At age 30, Joseph Lupo decided it was time to fight his own battles. So he started a martial arts business in Whitestone, New York.
“It was always a dream of mine,” Lupo said. “Little kids grow up and they want to be firemen and cops. Me? I wanted to be a martial artist.”
One year later, Lupo’s school, New York Black Belt Center, now boasts 125 students. He said flyers and word-of-mouth are his only two means of advertising.
Lupo has to compete with having two other martial arts schools in the same area. But his school also has one distinct advantage – his father’s reputation among potential customers in the neighborhood.
“My father used to teach their parents, now I teach their kids,” he said.
But Lupo doesn’t just teach kids. He teaches adults too. And it’s a full-time job. Every weekday, Lupo comes in at 10 a.m. and leaves around 9:30 p.m.

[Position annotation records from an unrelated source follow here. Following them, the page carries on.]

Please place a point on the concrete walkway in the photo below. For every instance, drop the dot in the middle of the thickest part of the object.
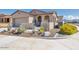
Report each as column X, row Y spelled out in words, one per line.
column 26, row 43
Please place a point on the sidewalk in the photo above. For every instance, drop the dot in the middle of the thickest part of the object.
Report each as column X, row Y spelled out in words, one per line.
column 16, row 42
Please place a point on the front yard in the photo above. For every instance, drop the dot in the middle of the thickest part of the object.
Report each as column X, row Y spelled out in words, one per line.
column 31, row 43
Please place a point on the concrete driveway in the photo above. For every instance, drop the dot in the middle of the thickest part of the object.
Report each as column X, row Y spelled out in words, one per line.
column 26, row 43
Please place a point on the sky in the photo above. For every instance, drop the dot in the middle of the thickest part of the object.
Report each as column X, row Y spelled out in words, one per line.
column 68, row 14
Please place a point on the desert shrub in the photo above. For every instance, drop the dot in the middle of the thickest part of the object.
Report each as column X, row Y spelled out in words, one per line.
column 68, row 29
column 20, row 30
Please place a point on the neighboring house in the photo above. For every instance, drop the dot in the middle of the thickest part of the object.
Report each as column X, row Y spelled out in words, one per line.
column 36, row 17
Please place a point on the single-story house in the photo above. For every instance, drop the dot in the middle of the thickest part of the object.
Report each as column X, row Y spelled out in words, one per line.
column 36, row 17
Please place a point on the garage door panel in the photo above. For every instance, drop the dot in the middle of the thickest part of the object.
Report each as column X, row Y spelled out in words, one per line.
column 19, row 21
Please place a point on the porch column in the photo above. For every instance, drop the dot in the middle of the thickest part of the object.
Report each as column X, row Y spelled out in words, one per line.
column 51, row 23
column 3, row 20
column 11, row 22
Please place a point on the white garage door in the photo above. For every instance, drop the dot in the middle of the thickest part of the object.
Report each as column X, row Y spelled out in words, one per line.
column 19, row 21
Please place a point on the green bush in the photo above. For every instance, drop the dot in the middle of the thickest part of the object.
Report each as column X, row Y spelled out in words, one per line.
column 68, row 29
column 20, row 30
column 41, row 29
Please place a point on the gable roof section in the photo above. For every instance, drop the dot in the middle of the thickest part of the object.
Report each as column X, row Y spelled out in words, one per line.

Plus, he teaches all of his classes. He won’t let anyone else — except his father.
“When you have one leader, it creates better technique,” he said. “It creates better harmony within the school.”
Lupo said he saw the effects of disharmony in the martial arts business after a rift between his father and his father’s business partner led to both going their separate ways.
He said he has black belts in his class who are capable of teaching, too. But he said he strongly believes that there should only be “one chief” and “lots of Indians.”